Concord, N.H. (AP) - Self-insured businesses looking to cut out the middleman when it comes to health care have a new way to solicit bids directly from doctors or hospitals.
Created by a doctor, a lawyer and a former benefits manager, Open Health Market is an online matchmaker of sorts: Employers submit requests for proposals for a category of medical services and procedures -- knee surgeries, for example, or cardiac care. Health care providers then submit competing bids, which are then evaluated by the employer.
If an employer accepts a bid, the savings could then be passed along to employees in the form of incentives to go with the new provider, such as a waived deductible, said Don Crandlemire, the Concord lawyer who created the site along with Dr. Leonard Fromer of Los Angeles and Peter Hayes, former benefits manager at Scarborough, Maine-based Hannaford Bros. supermarkets.
Crandlemire and his partners won't get involved in structuring any deals; they just handle the introductions. The employer decides whether to pursue negotiations with any of the bidders.
"It brings buyers and sellers closer," he said. "The further apart a buyer and seller are in a market, the more inefficient that market is."
Nearly 60 percent of U.S. workers who have health insurance are covered by employer-funded plans, according to the Kaiser Family Foundation. In general, workers in large companies are more likely to be in a self-funded plan: 93 percent of covered workers in firms with 5,000 or more workers are in self-funded plans. Under such an arrangement, an employer assumes responsibility for the costs of employees' medical claims, typically contracting with an insurer or third-party administrator to administer the claims.
Those large companies represent an enormous, untapped power to change a health care system that rewards volume over value, Crandlemire said.
"If that group started saying, 'We want the provider who delivers the most value to us, and we're going to have you providers start competing for the opportunity to start serving our population,' they could effect profound change in the market," he said. "We think the only thing that's really going transform the system is the power of the market, and these companies that spend $1 trillion saying, 'We want something different and we're going to demand something different.'"
Lindsay Shearer, a spokeswoman for health insurer Cigna Corp., said she's concerned that Open Health Market would lead to a focus on discounting services without addressing other factors that drive up costs.

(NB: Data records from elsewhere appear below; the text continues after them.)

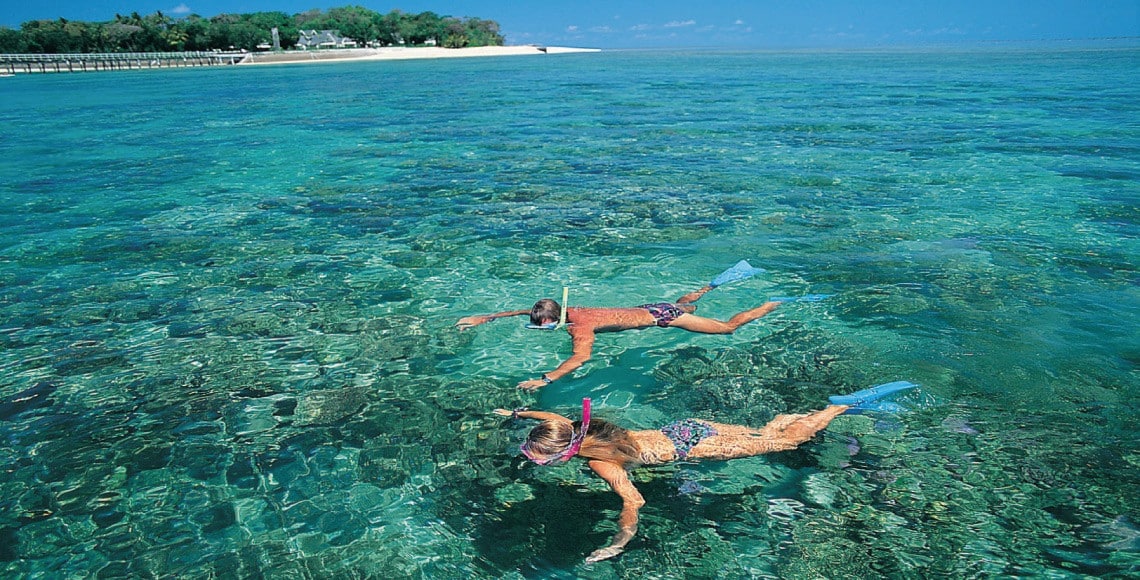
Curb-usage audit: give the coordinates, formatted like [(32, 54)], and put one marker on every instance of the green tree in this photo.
[(422, 27), (353, 22), (9, 41), (388, 27)]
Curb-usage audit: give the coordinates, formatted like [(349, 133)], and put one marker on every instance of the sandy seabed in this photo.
[(401, 54)]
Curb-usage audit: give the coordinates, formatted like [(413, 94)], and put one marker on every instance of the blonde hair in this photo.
[(603, 441)]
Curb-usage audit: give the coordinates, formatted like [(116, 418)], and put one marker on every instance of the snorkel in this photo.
[(575, 441)]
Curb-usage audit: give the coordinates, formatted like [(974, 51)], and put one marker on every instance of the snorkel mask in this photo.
[(575, 442)]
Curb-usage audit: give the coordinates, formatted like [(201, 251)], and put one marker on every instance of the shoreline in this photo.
[(400, 54)]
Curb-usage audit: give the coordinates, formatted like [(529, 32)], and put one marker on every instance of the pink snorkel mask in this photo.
[(575, 442)]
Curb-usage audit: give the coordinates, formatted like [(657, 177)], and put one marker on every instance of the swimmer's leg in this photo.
[(695, 324)]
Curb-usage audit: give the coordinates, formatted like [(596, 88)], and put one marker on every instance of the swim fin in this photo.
[(868, 399), (806, 297), (741, 271)]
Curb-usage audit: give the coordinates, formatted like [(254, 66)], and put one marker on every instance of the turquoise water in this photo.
[(227, 296)]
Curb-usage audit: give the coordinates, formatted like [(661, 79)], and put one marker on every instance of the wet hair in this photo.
[(545, 311), (603, 441)]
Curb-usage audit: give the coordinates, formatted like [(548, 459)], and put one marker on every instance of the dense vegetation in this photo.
[(161, 33)]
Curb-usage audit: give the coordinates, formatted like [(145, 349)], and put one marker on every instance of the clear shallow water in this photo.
[(226, 301)]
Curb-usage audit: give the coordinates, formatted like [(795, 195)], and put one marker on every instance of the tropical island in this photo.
[(344, 27)]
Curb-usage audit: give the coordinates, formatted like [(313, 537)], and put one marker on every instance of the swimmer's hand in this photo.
[(471, 321), (532, 385), (605, 553)]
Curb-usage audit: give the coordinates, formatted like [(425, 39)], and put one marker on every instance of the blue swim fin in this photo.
[(868, 399), (741, 271), (806, 297)]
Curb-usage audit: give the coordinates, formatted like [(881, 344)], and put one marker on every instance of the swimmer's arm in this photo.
[(632, 500), (583, 348), (465, 323), (523, 414)]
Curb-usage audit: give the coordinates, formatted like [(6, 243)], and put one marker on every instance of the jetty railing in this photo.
[(81, 63)]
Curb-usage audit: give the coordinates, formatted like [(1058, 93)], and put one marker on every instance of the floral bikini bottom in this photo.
[(686, 433)]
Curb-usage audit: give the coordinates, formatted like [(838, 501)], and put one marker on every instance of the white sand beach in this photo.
[(401, 54)]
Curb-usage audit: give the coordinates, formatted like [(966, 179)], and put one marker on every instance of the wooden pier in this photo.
[(80, 63)]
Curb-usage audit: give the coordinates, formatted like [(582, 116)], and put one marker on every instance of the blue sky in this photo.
[(693, 23)]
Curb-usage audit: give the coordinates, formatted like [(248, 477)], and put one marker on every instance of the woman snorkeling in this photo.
[(610, 450)]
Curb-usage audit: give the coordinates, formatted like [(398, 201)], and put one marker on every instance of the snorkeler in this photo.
[(611, 451), (585, 323)]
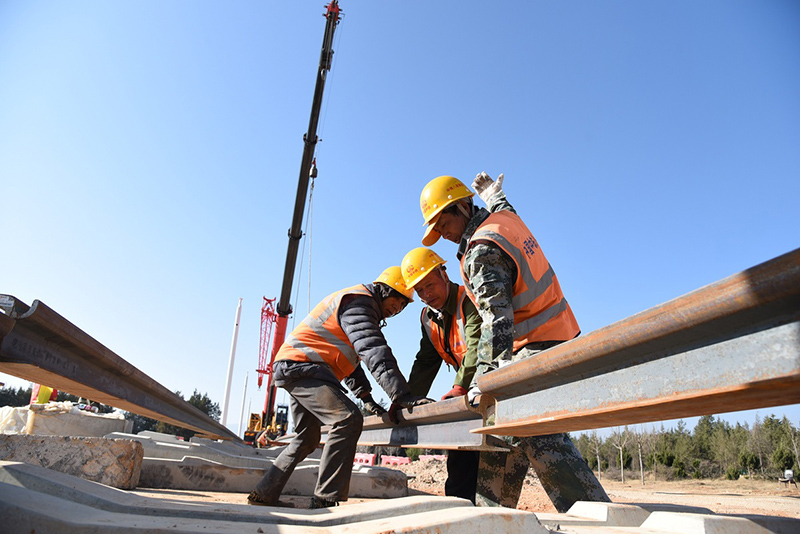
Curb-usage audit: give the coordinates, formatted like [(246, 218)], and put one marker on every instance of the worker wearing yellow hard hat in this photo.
[(450, 330), (524, 312), (328, 347)]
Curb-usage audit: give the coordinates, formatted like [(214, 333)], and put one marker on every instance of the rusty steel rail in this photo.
[(39, 345), (732, 345)]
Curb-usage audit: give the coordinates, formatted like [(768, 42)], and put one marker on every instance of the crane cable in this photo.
[(312, 175)]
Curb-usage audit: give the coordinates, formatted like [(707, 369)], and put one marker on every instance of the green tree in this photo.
[(782, 459)]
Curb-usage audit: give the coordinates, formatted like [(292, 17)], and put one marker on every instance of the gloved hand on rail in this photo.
[(406, 401), (393, 409), (457, 391), (371, 406), (486, 187)]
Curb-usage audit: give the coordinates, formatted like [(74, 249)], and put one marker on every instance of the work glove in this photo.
[(406, 401), (457, 391), (473, 393), (486, 187), (393, 409), (371, 406)]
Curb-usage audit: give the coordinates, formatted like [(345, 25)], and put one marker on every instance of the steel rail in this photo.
[(729, 346), (39, 345)]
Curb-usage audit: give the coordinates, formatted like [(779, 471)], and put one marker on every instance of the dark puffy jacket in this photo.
[(360, 317)]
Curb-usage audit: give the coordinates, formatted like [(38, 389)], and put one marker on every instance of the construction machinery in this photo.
[(274, 319)]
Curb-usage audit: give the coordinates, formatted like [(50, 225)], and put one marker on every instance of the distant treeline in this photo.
[(714, 449), (22, 397)]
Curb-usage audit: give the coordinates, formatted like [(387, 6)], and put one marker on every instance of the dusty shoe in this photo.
[(317, 502), (256, 499)]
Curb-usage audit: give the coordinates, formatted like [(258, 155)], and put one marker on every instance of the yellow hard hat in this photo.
[(418, 263), (392, 278), (438, 194)]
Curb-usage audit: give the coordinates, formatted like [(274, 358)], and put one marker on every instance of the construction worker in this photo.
[(523, 311), (450, 330), (326, 348)]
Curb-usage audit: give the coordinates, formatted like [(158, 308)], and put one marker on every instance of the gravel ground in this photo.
[(748, 497), (741, 497)]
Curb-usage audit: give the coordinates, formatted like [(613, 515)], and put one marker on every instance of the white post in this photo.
[(241, 412), (230, 364)]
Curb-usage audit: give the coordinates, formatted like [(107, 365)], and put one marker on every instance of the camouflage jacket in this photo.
[(490, 275)]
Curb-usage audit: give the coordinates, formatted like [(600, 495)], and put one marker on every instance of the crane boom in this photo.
[(284, 308)]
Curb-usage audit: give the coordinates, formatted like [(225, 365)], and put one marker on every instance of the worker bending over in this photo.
[(450, 330), (323, 350), (524, 312)]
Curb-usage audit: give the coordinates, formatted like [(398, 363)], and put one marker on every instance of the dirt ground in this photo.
[(740, 497)]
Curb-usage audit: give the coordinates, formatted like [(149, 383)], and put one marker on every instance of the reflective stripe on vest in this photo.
[(541, 313), (457, 341), (319, 338)]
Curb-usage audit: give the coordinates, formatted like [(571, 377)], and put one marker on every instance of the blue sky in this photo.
[(149, 155)]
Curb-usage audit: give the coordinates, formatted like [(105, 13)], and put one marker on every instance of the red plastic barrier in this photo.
[(364, 458)]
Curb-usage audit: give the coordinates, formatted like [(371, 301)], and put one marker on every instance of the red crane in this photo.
[(274, 319)]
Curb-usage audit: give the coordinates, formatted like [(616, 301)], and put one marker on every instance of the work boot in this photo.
[(318, 502)]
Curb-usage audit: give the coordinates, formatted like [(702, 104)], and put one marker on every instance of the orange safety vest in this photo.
[(320, 338), (457, 344), (541, 313)]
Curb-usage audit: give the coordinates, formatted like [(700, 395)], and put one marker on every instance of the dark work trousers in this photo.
[(462, 474), (315, 403)]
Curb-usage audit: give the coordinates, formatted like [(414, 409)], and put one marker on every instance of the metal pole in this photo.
[(230, 363)]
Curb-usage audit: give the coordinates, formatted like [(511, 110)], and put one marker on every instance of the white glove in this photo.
[(486, 187)]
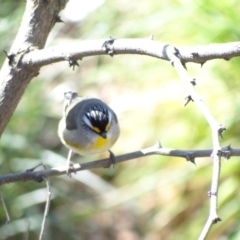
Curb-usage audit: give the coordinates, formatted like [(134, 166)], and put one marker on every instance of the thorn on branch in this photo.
[(193, 82), (10, 57), (73, 63), (37, 177), (195, 55), (58, 19), (108, 46), (227, 153), (187, 100), (150, 37), (176, 52), (190, 158), (216, 220), (210, 194), (226, 59), (221, 129)]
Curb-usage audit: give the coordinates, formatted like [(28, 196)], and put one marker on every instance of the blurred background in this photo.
[(151, 198)]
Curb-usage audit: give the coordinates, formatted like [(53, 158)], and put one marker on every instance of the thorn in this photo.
[(216, 220), (221, 130), (108, 46), (195, 54), (226, 59), (187, 100), (157, 145), (190, 158), (176, 52), (150, 37), (58, 19), (73, 63), (184, 65), (10, 57), (193, 82)]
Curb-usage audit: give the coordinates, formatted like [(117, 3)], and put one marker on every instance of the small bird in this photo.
[(88, 126)]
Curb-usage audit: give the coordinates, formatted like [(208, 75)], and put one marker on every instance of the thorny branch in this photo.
[(216, 129), (189, 155)]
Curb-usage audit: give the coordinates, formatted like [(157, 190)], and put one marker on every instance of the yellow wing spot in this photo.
[(96, 129), (107, 127)]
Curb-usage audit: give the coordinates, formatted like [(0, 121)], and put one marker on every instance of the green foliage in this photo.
[(154, 197)]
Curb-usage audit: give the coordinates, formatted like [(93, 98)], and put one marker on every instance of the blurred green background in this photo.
[(150, 198)]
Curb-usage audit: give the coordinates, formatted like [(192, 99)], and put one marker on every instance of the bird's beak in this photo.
[(103, 135)]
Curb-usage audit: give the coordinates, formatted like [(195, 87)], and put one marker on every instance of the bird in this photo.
[(88, 126)]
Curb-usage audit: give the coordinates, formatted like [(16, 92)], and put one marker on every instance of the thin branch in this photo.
[(216, 130), (46, 207), (4, 207), (145, 46), (154, 150)]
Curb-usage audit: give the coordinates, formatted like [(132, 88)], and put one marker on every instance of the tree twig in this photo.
[(144, 46), (154, 150), (4, 208), (216, 129), (49, 192)]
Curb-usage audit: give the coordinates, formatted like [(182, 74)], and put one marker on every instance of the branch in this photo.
[(216, 129), (37, 22), (78, 50), (189, 155)]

"It also does nothing to drive or incent the quality of services provided and may in fact create disincentives for quality improvement," she said.
Open Health Market officials counter that quality, patient satisfaction and convenience also would be part of the negotiations between employers and providers, who would have to meet the same accreditation standards set by the federal Medicare system in order to join the site.
But Paul Fronstin of the nonpartisan Employee Benefit Research Institute wonders whether employers are prepared to take on the task of evaluating providers based on quality and other factors. Even comparing cost is tricky, he said, because one provider's costs may reflect a sicker population, for example, he said. And he questioned whether a company could get a better deal.
"Employers are trying to manage their costs and if they think direct contracting is one way to do so, they're going to try. They may feel like they can cut out some of the middlemen and get a better deal. And maybe the providers think they'll get a better deal by cutting someone out as well," he said. "But it creates a lot of work for the employer to put together a plan in which they're basically putting together the network, as opposed to going to a network."
Hayes, who now runs a consulting firm, acknowledges the complexity of such deals, but said he hopes employers will start seeing themselves as part of the solution rather than looking to health plans. As the health benefits manager for the Hannaford Bros., he was able to negotiate the total price for hip replacements from $50,000 down to $18,000. Local hospitals that were unwilling to negotiate changed their tune when he found a hospital in Singapore that would have done the surgery for $10,000.
Similarly, companies that use Open Health Market to get bids from far-flung providers might not end up cutting deals with any of them, but could use that information to approach local providers, he said.
"Instead of having to go through the health plan and being held hostage to that, this might be a tool they can use to open up direct conversations with their local providers around the things they're looking to purchase," he said.
He said he will consider the new venture a success if after a year, it has connected one employer and one health system, and both sides are happy. The site was begun in late January, and while officials have heard from some interested businesses and providers, none have signed up yet.
Laurel Pickering, executive director of the Northeast Business Group on Health, said she expects that to change. Her group is a nonprofit network of employers, providers, insurers and other organizations working to improve health care and reduce costs in New York, New Jersey, Connecticut and Massachusetts.
"I think it's a really good idea. There are a group of employers who are becoming more sophisticated about their health care purchasing," she said. "Right now, there's no really organized way for an employer on their own to try to figure out who in the country might be able to offer them what they're looking for."
Lori Nerbonne, founder of the patient safety advocacy group New Hampshire Patient Voices, said Open Health Market sounds like a great concept if companies ask for detailed data on quality and outcomes as well as cost, and they share that information with employees. But she also worries that companies won't share that information and will make decisions based solely on cost, to the detriment of consumers.
"The big question is, what kind of health care data are they going to give their employees? For many of these kinds of things, the missing piece is the quality data. That's really what patients -- if they're going to be making informed decisions -- need."